Nossas diferenças
Como repórter de Política,
frequento ambientes que não coincidem, exatamente, com a minha classe social.
Dado um certo deslocamento, que é natural, não chego a destoar tanto - eu
imagino - por conta da etiqueta que aprendi, com o tempo, a manejar, para garantir
certa discrição.
Esse intercâmbio de universos
(econômico, social e cultural) distintos, entretanto, faz parte da liturgia do
jornalismo, uma vez que contar fatos políticos, muitas vezes, depende de
transitar por espaços de poder e conviver - num certo nível de intimidade - com
pessoas que nunca frequentarão a minha casa.
A vivência com pessoas ligadas ao
poder, ou de classes sociais superiores, em atos políticos formais, festas,
solenidades, bares, cinemas, teatros e eventos acadêmicos, nesse sentido, gera
um estranhamento que sempre me assalta a imaginação, quando estou caminhando
pelas ruas do Centro do Recife, ou distraído na janela do ônibus.
"Por que nunca encontro
fulano na estação de BRT da Praça do Derby?" ou "Por que nunca vi
beltrano tomando um café no São Braz do Shopping Boa Vista?" são dúvidas
que me tomam, inconscientemente. Cheguei à conclusão de que existe, sim, um
abismo que se confirma no cotidiano. E é palpável.
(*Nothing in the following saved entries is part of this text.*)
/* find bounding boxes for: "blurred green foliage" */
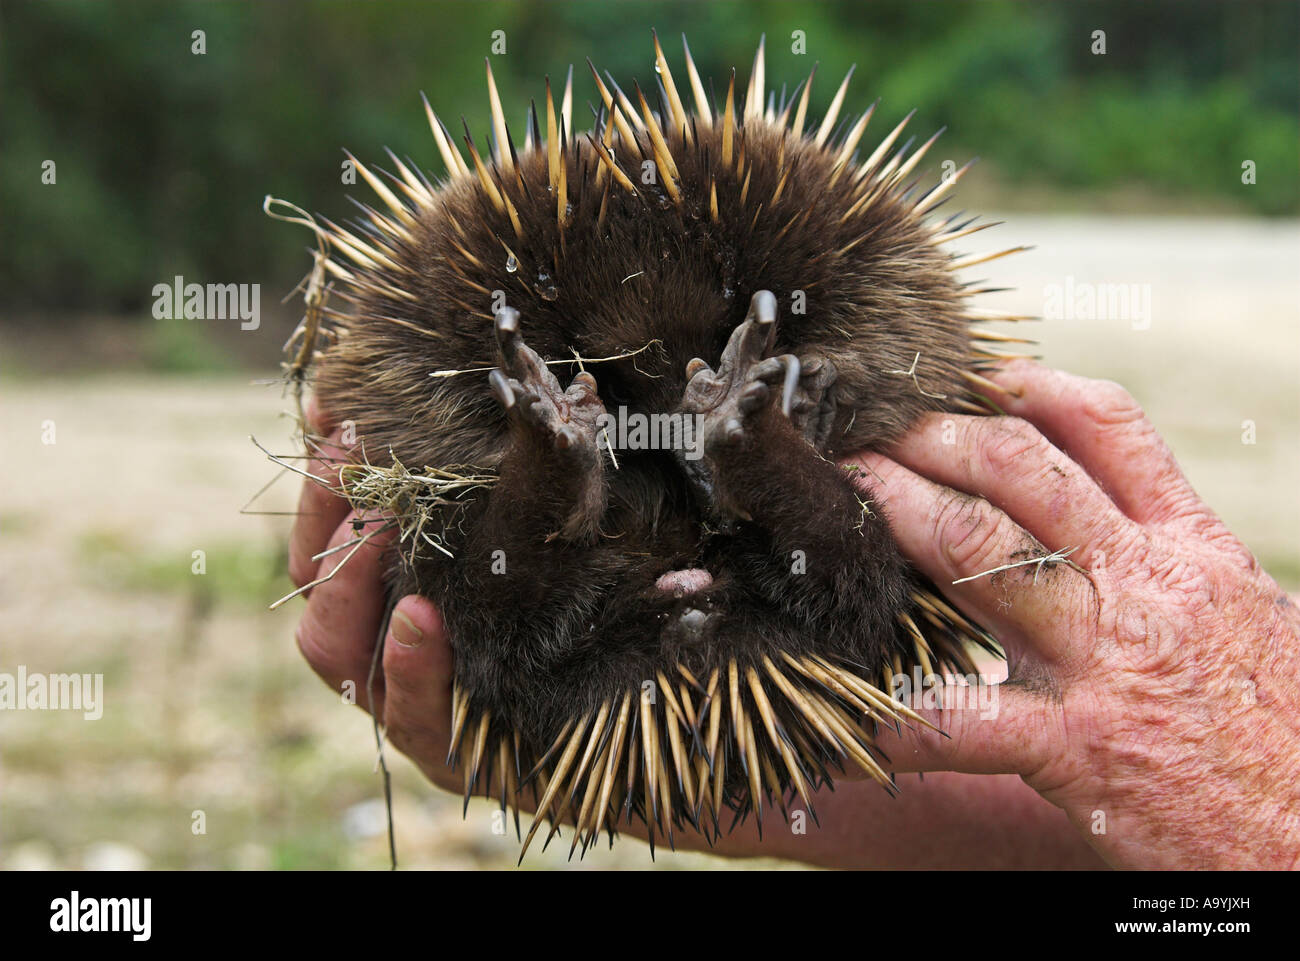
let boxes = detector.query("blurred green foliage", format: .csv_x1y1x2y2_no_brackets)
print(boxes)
2,0,1296,314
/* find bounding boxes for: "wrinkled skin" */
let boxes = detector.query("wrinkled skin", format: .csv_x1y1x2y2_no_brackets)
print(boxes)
289,360,1300,869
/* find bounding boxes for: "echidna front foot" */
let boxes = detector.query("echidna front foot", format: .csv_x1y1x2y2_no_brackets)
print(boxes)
750,352,839,451
677,291,794,457
680,290,836,457
676,289,828,521
491,306,607,464
489,306,608,540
Talvez por eu ter vivido parte da
minha vida numa cidade do interior, essas separações, pequenas fraturas sociais
me saltam aos olhos com certo espanto aqui no Recife, já que no interior, mesmo
ricos e pobres conseguem falar sobre os mesmos assuntos com mais naturalidade.
No interior, ricos e pobres se
vestem com a melhor roupa para assistir a um show de forró na festa do santo
padroeiro da cidade. Aqui no Recife, por sua vez, há uma incomunicabilidade -
perceptível no ar, eu diria - entre as pessoas que acompanham, "na
pipoca", um trio elétrico do Galo da Madrugada e as que assistem ao desfile
no camarote.
Pior é constatar como o dia a dia
do Centro do Recife, por exemplo, tornou-se um lugar impraticável para uma
convivência recreativa entre pessoas de universos socioeconômicos distintos.
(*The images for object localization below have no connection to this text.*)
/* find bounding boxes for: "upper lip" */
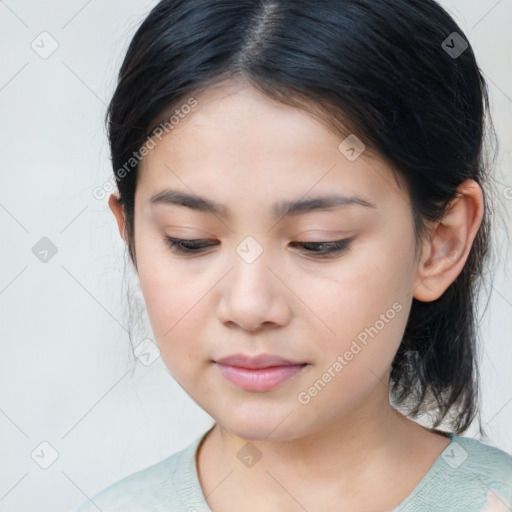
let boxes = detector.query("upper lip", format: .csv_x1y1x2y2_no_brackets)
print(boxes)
215,353,305,369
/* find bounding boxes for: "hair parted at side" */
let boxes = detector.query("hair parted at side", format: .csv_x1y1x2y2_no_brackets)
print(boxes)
105,0,498,435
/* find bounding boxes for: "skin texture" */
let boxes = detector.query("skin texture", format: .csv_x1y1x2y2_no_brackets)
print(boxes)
109,80,484,511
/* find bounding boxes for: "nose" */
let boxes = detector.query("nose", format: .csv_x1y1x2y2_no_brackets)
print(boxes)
216,250,292,332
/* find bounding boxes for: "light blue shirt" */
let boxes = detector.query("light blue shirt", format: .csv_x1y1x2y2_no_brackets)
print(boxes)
75,428,512,511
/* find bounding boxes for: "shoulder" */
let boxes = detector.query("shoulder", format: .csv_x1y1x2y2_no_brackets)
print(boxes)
74,433,207,512
397,433,512,512
426,434,512,511
450,434,512,483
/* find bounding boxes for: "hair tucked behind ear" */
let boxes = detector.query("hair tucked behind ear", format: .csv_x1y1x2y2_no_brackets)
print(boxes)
106,0,501,434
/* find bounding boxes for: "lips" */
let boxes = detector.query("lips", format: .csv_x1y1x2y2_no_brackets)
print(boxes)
216,353,304,369
214,353,308,392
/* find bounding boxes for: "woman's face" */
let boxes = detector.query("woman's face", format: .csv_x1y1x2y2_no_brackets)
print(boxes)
129,81,422,441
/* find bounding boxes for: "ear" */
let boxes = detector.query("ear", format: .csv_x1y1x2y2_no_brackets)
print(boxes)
108,193,127,243
413,179,484,302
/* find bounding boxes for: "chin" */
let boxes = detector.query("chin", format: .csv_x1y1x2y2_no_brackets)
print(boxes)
212,403,307,443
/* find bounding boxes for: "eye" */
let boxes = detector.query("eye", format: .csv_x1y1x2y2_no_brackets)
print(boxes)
289,239,352,258
164,236,352,258
164,237,218,253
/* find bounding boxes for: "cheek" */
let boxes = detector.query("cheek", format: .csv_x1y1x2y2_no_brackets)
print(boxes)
313,247,412,374
316,261,397,332
297,273,408,420
135,245,206,367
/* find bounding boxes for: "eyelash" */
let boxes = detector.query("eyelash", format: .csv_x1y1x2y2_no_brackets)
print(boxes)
163,236,352,258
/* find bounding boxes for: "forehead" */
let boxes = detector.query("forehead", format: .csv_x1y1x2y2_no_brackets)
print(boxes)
164,82,340,153
135,82,407,215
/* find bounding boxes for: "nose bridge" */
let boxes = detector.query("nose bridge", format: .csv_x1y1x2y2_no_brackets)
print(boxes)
218,235,290,330
231,235,276,303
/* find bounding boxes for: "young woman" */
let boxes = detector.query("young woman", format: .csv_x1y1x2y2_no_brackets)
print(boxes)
77,0,512,510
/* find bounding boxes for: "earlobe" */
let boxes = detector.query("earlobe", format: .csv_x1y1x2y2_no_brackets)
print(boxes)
412,179,484,302
108,193,127,242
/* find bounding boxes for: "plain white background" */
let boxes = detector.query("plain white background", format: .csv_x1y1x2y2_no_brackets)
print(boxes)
0,1,511,511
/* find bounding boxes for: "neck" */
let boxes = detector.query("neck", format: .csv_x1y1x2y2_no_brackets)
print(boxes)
217,384,401,478
196,382,444,511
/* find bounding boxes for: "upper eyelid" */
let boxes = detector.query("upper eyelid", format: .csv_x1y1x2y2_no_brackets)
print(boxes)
164,236,349,243
164,236,353,251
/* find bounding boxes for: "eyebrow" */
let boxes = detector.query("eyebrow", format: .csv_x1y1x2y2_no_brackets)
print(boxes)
148,189,377,219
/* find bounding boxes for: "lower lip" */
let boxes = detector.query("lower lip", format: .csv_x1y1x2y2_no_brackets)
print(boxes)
216,363,306,392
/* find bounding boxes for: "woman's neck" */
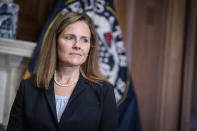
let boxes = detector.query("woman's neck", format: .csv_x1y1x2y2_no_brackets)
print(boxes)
55,66,80,84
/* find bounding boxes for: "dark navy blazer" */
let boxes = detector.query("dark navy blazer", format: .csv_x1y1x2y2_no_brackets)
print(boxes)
7,75,118,131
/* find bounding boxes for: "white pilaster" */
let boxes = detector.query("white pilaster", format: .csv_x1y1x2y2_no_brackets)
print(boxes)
0,38,36,127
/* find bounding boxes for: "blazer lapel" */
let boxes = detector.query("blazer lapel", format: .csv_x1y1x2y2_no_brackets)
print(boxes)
59,74,89,125
66,74,89,108
44,78,58,123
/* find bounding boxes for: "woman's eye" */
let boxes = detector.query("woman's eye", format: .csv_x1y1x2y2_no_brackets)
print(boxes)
81,38,89,43
65,35,74,40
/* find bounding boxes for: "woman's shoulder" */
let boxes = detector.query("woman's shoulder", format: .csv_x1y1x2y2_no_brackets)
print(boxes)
89,80,116,105
17,76,46,97
20,76,36,87
90,80,114,96
18,76,43,92
99,81,114,89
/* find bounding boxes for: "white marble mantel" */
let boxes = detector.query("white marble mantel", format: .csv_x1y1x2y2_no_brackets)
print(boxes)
0,38,36,127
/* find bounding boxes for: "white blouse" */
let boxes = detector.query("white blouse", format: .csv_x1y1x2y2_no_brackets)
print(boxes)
55,94,71,122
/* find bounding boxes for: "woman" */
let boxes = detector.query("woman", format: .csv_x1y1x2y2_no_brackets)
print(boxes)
7,12,118,131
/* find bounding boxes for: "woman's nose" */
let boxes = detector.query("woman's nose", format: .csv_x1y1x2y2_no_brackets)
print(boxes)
72,39,81,50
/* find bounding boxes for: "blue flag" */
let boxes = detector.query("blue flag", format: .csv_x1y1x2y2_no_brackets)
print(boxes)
25,0,141,130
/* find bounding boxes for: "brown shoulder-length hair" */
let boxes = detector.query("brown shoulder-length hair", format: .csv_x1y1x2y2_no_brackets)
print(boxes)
33,12,106,89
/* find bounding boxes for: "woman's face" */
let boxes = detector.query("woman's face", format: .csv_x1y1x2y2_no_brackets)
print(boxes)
57,21,91,67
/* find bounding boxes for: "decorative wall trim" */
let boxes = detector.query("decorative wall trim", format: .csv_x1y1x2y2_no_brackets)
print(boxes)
0,38,36,57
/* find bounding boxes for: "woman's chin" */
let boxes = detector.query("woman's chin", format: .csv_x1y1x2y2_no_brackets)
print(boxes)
59,59,86,67
64,62,84,67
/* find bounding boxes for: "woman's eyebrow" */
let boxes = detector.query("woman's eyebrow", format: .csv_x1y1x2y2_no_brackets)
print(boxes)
81,36,89,38
62,33,90,39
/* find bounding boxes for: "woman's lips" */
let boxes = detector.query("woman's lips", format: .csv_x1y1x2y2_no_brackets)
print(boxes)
70,52,82,56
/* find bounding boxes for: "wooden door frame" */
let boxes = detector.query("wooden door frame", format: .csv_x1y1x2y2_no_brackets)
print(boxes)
180,0,197,130
157,0,187,130
115,0,194,130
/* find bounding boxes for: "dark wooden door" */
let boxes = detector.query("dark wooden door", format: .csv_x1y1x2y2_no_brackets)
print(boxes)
14,0,56,42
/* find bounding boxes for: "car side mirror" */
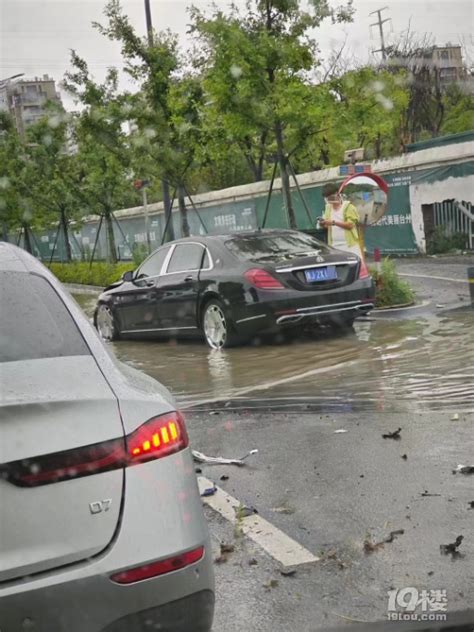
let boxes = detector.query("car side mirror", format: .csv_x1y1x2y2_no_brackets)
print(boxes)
122,270,135,283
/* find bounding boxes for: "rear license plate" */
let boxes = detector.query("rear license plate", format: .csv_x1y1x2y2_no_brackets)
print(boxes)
304,266,337,283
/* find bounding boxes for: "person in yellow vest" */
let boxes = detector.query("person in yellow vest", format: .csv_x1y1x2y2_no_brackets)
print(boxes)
319,183,364,259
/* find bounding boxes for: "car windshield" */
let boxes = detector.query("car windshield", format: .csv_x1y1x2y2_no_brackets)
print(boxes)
0,272,90,363
225,233,331,262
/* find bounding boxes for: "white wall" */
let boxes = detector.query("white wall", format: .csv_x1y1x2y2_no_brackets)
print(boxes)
409,174,474,252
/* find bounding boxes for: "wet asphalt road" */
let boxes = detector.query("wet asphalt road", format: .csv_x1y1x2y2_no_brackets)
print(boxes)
72,258,474,630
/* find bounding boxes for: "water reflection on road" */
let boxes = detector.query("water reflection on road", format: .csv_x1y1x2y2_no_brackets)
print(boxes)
75,294,473,412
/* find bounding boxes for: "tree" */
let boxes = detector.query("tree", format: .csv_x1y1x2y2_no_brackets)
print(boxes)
95,0,206,239
190,0,354,228
64,54,135,262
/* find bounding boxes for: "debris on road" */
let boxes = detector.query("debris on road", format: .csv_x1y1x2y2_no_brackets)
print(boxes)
263,579,279,590
220,475,230,481
272,506,295,515
334,429,348,434
280,568,297,577
382,428,402,440
452,464,474,475
201,486,217,497
401,454,408,460
451,413,460,421
248,558,258,566
192,448,258,467
235,505,258,518
195,468,202,474
421,490,441,497
440,535,464,556
468,501,474,510
209,411,221,415
364,529,405,553
214,542,235,564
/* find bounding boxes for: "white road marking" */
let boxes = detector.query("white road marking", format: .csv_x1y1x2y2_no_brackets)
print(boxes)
398,273,467,284
198,476,319,567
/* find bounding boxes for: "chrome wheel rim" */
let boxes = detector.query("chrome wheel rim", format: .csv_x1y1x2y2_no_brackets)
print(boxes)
97,305,115,341
204,304,227,349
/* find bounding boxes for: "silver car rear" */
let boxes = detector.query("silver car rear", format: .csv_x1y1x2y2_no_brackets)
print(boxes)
0,243,214,631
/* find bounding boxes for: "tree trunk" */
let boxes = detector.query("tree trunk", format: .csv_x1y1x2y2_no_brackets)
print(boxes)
178,184,190,238
1,221,9,242
22,223,33,254
275,121,297,229
162,178,175,242
104,209,117,263
60,205,72,262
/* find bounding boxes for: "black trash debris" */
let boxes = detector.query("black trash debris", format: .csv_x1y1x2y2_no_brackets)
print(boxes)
401,454,408,460
440,535,463,556
280,569,297,577
452,464,474,475
235,505,258,518
421,490,441,497
220,475,230,481
382,428,402,440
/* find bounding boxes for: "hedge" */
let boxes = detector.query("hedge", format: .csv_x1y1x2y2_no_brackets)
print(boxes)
48,262,133,288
É, antes, o lugar da plebe e da
carência, das pessoas que vivenciam o real implacável, daquelas que pechincham
o molho de coentro e o material escolar das crianças, das que se satisfazem com
a promoção de coxinha e copo de refrigerante por R$ 2. E muita gente rica, que
vive no ar condicionado, debaixo dos seus lustres, talvez não saiba o que, de
fato, isso é.
Me perco em vacilações sobre o
futuro: será que, se eu enriquecesse e ascendesse socialmente, abandonaria de
vez, também, esse universo de desafios reais que é o Centro da cidade ou a
periferia e suas ruas estreitas, de comércios ambulantes e informais?
Sinceramente não sei, mas tenho
certeza de que o mundo ideal é muito distante. Esses dois mundos, mínimos,
elementares, não se comunicam e é, talvez, um privilégio meu, enquanto
repórter, transitar entre duas faces tão desiguais da vida em sociedade. Enfim.